何も傷つけず意志を為せ (『出版業界唯一の専門紙 新文化』コーナー『本を手渡す人』掲載記事)
(こちらは出版業界唯一の専門紙 『新文化』 2023年4月27日号に掲載された記事になります)
4月30日の夜から5月1日にかけて行われる、「ワルプルギスの夜」と呼ばれる魔女たちのお祭りがある。
これは伝説だが、この記事が掲載される頃にはちょうどその時期が過ぎる頃だと思うので、魔女の話でも。
最近メタバースで知り合ったアート系の人たちと、色々なカルチャーについて語ることがあり、つい最近は「魔女」についての勉強発表会に参加していた。
魔女といえば魔女狩りや中世ヨーロッパなどのイメージ、あるいはアニメや童話のキャラクターが思い浮かぶと思う。
この会ではおよそひと月間、創作やキリスト教との関わり、伝承などの面から各々発表をして新たな見識が広がった。

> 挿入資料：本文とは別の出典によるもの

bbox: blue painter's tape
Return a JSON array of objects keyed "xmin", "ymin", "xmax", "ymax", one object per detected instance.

なかでも興味を引いたのは、魔女宗と現代魔女について。魔女宗とはウィッチクラフトやウィッカとも呼ばれ、比較的最近、キリスト教へのカウンターとして太古の多神教的信仰を復古させる新異教主義運動のひとつとして創始された。
星占いにタロットやハーブ、まじないや集団儀式、多神教的信仰など我々の思い描きやすい魔女の特徴がある。
今の魔女と呼ばれる人々は大抵、このウィッカ系の流れを汲むことが多い。
面白いのが、この魔女宗がアメリカに渡り、ヒッピー文化やフェミニズム運動などと合流して各種カウンターカルチャーに大きな影響を及ぼしたことだ。
そして現代ミレニアルウィッチと呼ばれる新世代が、TikTokやインスタグラムなどのSNSを舞台に魔女活動を広げ、面白いまじないや魔女ならではのトリック映像などで楽しみ、コミュニティを形成している。
魔女は一人一派と言われるほど多様なスタイルがある。
現代のテクノロジーを取り入れたり、洋の東西や自分の好むものを混ぜてつくり出す表現。ライフスタイルとして、魔術と信仰、現実と社会、それらの世界を往来して生きる術など、なかなかに興味深く、参考にするべきところも多く感じる。
魔術やITなどと絡めてもう少し色々述べたかったが、まず魔女は面白いというのを伝えたい。